Разводили костер до темноты, чтобы не был заметен в ночи. Перед этим в заводях из нор доставали руками рыбу, жарили на углях. Рыбой и корми­лись. Ели также землянику и еще не совсем созревшую чернику. Хотелось как можно скорее добраться домой, вволю наесться, хорошо выспаться, отдо­хнуть, а потом уже думать, что делать дальше.

Действительно, что? Где находятся наши — неизвестно. И где немцы — тоже. Может быть, немцы давно уже в Гуде и в Забродье. Придешь домой, как тогда быть?.. Ответа на этот вопрос ни у кого из них не было. Парни не знали, что ждет их впереди.
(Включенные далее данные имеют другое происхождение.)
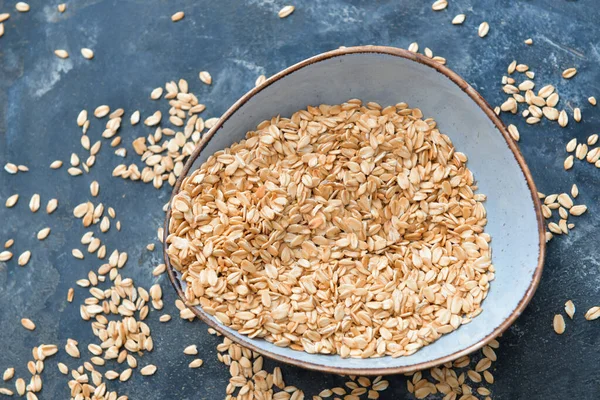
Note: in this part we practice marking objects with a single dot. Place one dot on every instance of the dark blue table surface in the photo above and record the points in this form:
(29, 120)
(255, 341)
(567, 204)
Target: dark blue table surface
(138, 48)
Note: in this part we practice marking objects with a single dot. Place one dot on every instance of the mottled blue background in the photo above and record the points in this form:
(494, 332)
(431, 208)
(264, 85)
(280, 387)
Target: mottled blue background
(137, 48)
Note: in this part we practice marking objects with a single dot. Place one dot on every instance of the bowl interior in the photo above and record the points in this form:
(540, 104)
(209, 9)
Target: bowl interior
(512, 222)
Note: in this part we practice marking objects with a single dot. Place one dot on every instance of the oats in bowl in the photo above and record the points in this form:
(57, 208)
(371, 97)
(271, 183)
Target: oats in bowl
(349, 229)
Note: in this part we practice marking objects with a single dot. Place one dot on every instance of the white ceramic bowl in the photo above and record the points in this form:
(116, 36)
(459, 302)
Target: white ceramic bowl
(388, 76)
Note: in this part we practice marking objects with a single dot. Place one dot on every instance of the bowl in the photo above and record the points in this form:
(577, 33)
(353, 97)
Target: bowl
(389, 75)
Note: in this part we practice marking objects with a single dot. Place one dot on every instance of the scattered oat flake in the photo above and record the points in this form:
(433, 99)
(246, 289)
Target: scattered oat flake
(11, 168)
(12, 201)
(178, 16)
(459, 19)
(24, 258)
(156, 93)
(569, 73)
(34, 203)
(483, 29)
(286, 11)
(593, 313)
(87, 53)
(5, 255)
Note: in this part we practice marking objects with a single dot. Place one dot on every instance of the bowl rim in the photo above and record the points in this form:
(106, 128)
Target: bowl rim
(483, 105)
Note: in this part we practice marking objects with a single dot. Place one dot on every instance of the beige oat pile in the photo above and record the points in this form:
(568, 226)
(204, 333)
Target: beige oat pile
(349, 229)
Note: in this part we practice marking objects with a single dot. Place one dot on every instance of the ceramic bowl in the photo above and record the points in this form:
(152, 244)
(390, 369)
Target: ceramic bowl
(388, 76)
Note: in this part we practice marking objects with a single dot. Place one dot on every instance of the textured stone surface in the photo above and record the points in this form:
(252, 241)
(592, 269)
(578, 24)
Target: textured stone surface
(137, 48)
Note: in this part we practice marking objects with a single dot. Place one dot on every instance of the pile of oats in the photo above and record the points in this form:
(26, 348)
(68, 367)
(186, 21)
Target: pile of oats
(349, 229)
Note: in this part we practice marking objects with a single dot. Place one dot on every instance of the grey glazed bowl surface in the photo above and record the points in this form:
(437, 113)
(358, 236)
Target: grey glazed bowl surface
(389, 76)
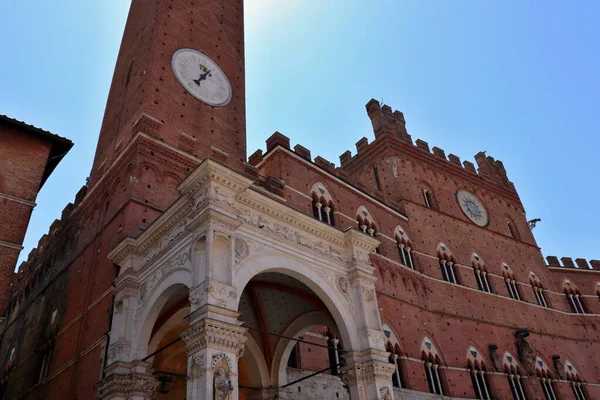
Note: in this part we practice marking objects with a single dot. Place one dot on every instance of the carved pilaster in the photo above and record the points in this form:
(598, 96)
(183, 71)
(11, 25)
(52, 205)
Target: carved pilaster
(370, 379)
(140, 386)
(213, 348)
(215, 335)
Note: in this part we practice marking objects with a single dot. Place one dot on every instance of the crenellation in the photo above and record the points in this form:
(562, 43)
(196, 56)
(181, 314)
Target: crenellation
(567, 262)
(582, 263)
(439, 152)
(345, 158)
(469, 166)
(251, 172)
(362, 144)
(454, 159)
(302, 152)
(423, 145)
(255, 157)
(277, 139)
(80, 194)
(553, 261)
(67, 211)
(401, 127)
(325, 164)
(54, 227)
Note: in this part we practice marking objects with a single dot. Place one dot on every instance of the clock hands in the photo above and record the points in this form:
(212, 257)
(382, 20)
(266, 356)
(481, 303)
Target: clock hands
(202, 77)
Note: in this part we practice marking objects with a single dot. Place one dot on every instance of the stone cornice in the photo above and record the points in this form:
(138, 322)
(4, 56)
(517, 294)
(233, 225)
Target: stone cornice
(379, 147)
(335, 178)
(216, 335)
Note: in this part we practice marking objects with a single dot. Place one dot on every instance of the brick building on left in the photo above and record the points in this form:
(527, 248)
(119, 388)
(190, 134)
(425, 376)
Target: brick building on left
(28, 155)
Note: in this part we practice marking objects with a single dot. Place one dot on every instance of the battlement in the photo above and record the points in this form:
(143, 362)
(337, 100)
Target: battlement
(567, 262)
(392, 123)
(26, 268)
(389, 123)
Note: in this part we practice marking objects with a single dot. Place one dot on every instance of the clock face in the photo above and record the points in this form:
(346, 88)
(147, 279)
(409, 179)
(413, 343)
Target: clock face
(201, 77)
(472, 207)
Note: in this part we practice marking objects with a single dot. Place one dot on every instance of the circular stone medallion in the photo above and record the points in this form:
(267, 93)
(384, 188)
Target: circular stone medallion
(472, 207)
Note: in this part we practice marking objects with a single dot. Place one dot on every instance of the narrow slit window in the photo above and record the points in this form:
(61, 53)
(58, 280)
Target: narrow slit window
(428, 199)
(480, 383)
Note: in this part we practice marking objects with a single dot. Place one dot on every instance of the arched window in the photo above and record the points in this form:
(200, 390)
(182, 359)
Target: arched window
(514, 377)
(574, 298)
(428, 198)
(479, 377)
(512, 231)
(365, 221)
(538, 290)
(511, 282)
(543, 373)
(404, 247)
(322, 204)
(393, 348)
(481, 274)
(432, 365)
(577, 384)
(447, 264)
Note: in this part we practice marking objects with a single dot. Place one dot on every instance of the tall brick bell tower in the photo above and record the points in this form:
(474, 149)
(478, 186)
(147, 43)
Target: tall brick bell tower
(154, 133)
(146, 97)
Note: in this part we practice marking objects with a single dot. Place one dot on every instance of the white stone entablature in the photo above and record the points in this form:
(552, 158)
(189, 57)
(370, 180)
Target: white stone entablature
(221, 233)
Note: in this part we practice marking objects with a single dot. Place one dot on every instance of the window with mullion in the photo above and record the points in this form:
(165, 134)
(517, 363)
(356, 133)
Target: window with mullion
(480, 383)
(578, 391)
(433, 377)
(516, 388)
(406, 255)
(482, 280)
(574, 301)
(539, 295)
(448, 271)
(513, 290)
(547, 388)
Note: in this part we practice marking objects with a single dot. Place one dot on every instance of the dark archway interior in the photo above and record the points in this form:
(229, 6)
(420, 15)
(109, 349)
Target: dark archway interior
(270, 305)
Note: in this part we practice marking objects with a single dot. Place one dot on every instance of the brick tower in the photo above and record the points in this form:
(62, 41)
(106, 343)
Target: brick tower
(145, 95)
(154, 133)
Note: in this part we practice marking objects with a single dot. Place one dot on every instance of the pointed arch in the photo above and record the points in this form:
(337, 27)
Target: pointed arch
(447, 264)
(365, 220)
(478, 371)
(475, 356)
(405, 247)
(511, 282)
(574, 297)
(538, 289)
(432, 362)
(429, 350)
(481, 274)
(323, 205)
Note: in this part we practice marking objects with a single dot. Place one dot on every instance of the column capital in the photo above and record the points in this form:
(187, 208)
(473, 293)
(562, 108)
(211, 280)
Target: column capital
(136, 385)
(372, 371)
(216, 335)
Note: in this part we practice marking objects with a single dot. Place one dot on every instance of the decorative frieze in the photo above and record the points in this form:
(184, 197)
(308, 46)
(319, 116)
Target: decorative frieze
(215, 335)
(127, 386)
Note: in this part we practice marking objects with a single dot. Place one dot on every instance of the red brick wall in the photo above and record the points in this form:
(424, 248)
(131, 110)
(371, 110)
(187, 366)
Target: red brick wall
(419, 303)
(155, 30)
(22, 162)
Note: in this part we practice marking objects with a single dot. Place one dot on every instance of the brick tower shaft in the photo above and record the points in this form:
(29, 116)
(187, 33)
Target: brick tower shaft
(146, 96)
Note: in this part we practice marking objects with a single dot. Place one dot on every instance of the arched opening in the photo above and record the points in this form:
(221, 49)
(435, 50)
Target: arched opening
(165, 351)
(292, 335)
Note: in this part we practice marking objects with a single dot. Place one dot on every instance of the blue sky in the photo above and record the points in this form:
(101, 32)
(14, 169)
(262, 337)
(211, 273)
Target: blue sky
(516, 78)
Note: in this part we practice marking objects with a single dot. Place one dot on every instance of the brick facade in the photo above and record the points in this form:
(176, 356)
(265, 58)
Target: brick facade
(154, 135)
(27, 157)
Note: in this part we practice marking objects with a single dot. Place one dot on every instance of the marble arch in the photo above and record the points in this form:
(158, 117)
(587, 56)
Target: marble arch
(173, 281)
(327, 293)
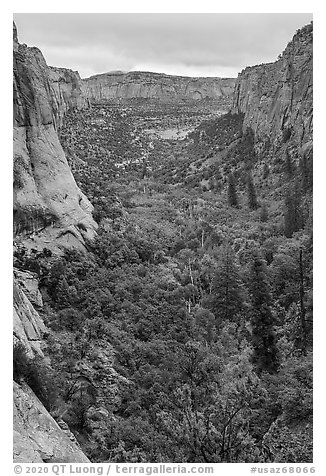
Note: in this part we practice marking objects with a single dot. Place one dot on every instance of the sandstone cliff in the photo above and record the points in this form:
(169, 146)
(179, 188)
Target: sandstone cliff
(155, 86)
(38, 437)
(276, 98)
(49, 209)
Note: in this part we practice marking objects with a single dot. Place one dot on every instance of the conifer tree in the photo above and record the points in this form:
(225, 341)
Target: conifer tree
(264, 213)
(232, 192)
(227, 298)
(293, 217)
(265, 356)
(252, 196)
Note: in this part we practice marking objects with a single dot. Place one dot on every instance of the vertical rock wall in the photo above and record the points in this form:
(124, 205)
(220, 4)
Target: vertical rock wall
(49, 209)
(276, 98)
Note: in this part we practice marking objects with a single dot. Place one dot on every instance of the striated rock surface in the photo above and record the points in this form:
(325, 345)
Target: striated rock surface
(158, 86)
(37, 436)
(66, 92)
(49, 208)
(28, 282)
(28, 326)
(276, 98)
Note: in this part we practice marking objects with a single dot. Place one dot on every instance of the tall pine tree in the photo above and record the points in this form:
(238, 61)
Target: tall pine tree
(265, 356)
(227, 297)
(232, 191)
(252, 195)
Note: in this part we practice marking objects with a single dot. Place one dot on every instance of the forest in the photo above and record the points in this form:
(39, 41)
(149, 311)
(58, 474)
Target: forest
(184, 333)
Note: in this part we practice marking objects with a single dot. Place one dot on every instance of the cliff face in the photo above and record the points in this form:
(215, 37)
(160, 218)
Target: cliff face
(276, 98)
(38, 438)
(66, 92)
(46, 197)
(155, 86)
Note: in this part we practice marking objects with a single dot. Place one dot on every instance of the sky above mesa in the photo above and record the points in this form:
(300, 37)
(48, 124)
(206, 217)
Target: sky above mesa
(199, 44)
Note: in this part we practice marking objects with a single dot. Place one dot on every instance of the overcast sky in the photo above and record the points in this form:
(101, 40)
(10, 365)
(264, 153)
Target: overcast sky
(217, 44)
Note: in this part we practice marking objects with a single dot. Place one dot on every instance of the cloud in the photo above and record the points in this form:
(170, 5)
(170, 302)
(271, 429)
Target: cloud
(202, 43)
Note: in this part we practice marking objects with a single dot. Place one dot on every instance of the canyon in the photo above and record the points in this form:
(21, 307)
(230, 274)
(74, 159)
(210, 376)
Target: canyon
(162, 87)
(58, 176)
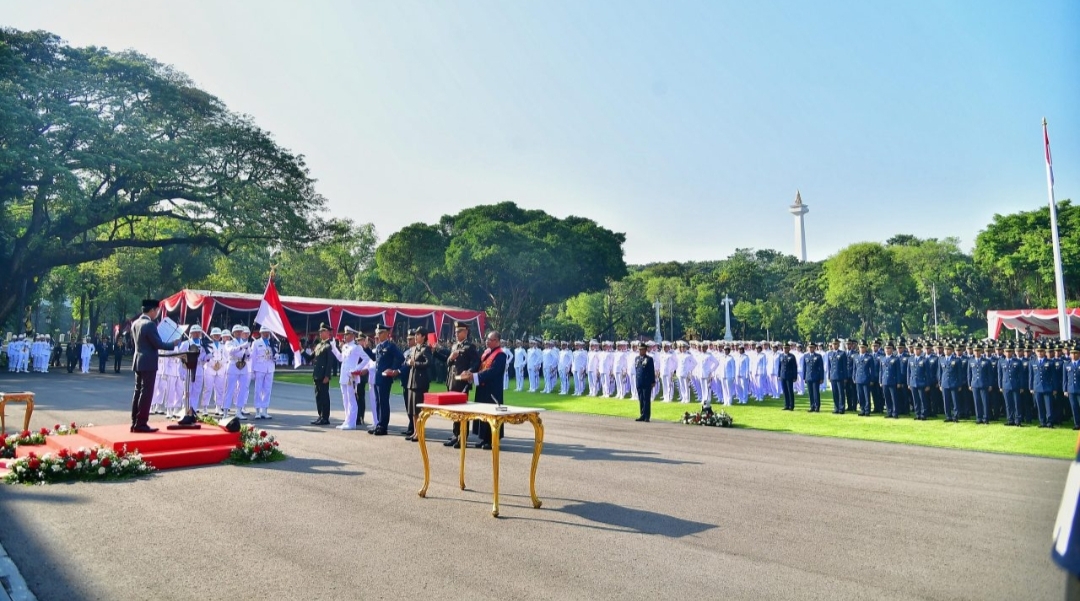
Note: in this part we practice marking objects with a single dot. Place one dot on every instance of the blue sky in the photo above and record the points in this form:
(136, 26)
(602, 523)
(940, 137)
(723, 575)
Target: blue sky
(687, 125)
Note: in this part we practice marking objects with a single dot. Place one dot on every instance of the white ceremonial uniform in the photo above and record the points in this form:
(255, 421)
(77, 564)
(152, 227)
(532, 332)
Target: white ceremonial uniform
(593, 368)
(216, 362)
(579, 363)
(728, 372)
(520, 361)
(198, 382)
(742, 376)
(684, 373)
(86, 352)
(237, 350)
(262, 368)
(619, 371)
(535, 360)
(759, 375)
(550, 362)
(607, 373)
(565, 368)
На шестой день своего похода ближе к вечеру, придер­живаясь берега Дубосны, набрели на заросшую травой тропу, выходившую из леса к реке. Берег здесь был низкий, вода заливала небольшую лужайку между рекой и лесом. От лужайки к воде спускался широкий и длинный мостик, к такому хорошо привязывать лодку, с него удобно забрасывать удочку. Недале­ко от мостика, у самого леса, там, где было сухо, чернело обнесенное камнем, хорошо выгоревшее, без углей и головешек кострище. Было понятно, что здесь давно никто не разводил костер, хотя над кострищем на толстых желез­ных рогатинах лежал железный прут. А еще дальше, у самого леса — шалаш. Почерневший, осунувшийся, с просевшими боками, человека на четыре.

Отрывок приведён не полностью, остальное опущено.